A study published in April 2026 quantifies a long-recognised issue in land remediation: approximately 300,000 sites across the UK are potentially contaminated by historical industrial activities, yet the regulatory framework governing their status and required actions remains disjointed. The research highlighted a lack of comprehensive, publicly available data on contamination types and extent across many sites. It also pointed out that the existing system heavily relies on developers to assess and manage risks, often encountering these risks for the first time.

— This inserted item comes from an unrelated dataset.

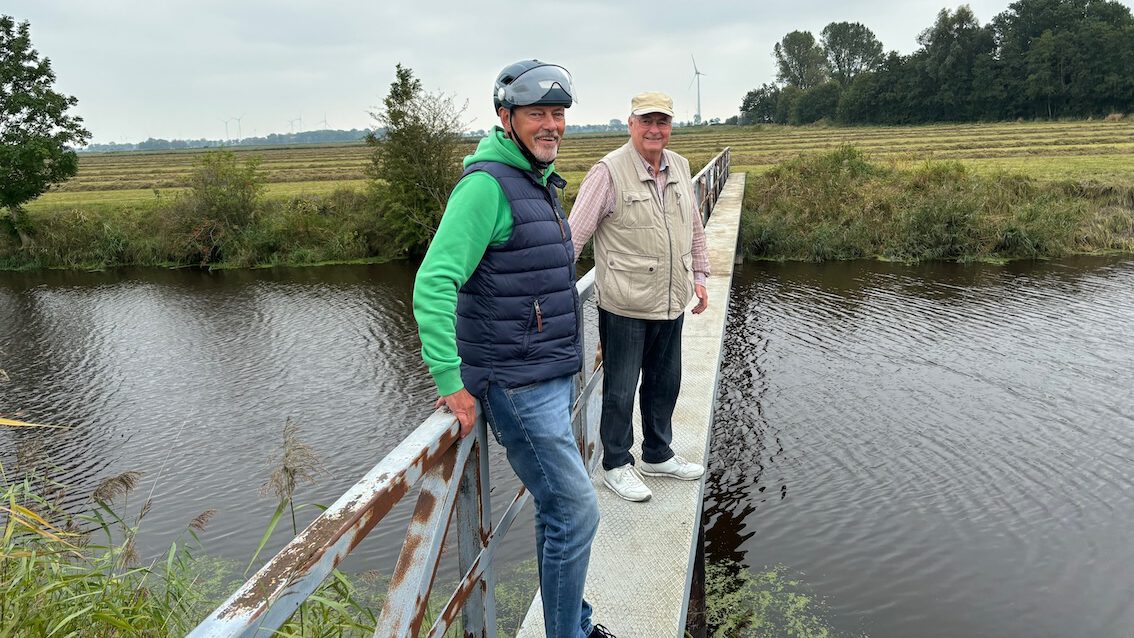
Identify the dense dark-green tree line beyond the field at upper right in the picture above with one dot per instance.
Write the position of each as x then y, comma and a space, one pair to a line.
1039, 59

The legacy of contamination stems directly from the UK’s industrial past. Former gas works, tanneries, chemical plants, metalworking sites, railway lands, and dockyards all leave unique soil signatures. While the specific pollutants—such as hydrocarbons, heavy metals, phenols, and asbestos in fill—differ, the common issue is that records from the period of active use are often incomplete, inconsistent, or missing entirely. A site that appears uncontaminated during a desk study may reveal very different results once a detailed investigation begins.
Land remediation on these sites must start with investigations appropriate to the level of uncertainty. When historical records are limited, the scope of investigation should match that limitation. At a minimum, this includes representative sampling, targeted analysis for site-specific contaminants, and a risk assessment that considers the intended end use to develop a credible remediation plan. Rushing the investigation to cut upfront costs is a false economy; issues overlooked often emerge during enabling works, at a much higher cost to address.
The regulatory landscape introduces additional complexity. Contaminated land in England falls under Part IIA of the Environmental Protection Act, but enforcement is inconsistent, and the criteria for officially designating land as contaminated are intentionally strict. As a result, much remediation on brownfield sites depends on planning conditions rather than regulatory action — and there’s significant variability in both the quality of these conditions and the oversight of their implementation. The research highlights that inadequate regulation has real-world implications: developers cannot rely on the system to pinpoint issues before purchasing or beginning development of a site.
“We go to sites all the time where the desk study said it was fine, and it absolutely wasn’t. 300,000 sites with no proper records — that doesn’t surprise me at all. The developers who end up in trouble are the ones who cut corners on the ground investigation to save a few quid at the front end. You find it early, you deal with it, and you move on. You find it halfway through groundworks, and you’ve got a real problem on your hands. It’s not complicated.”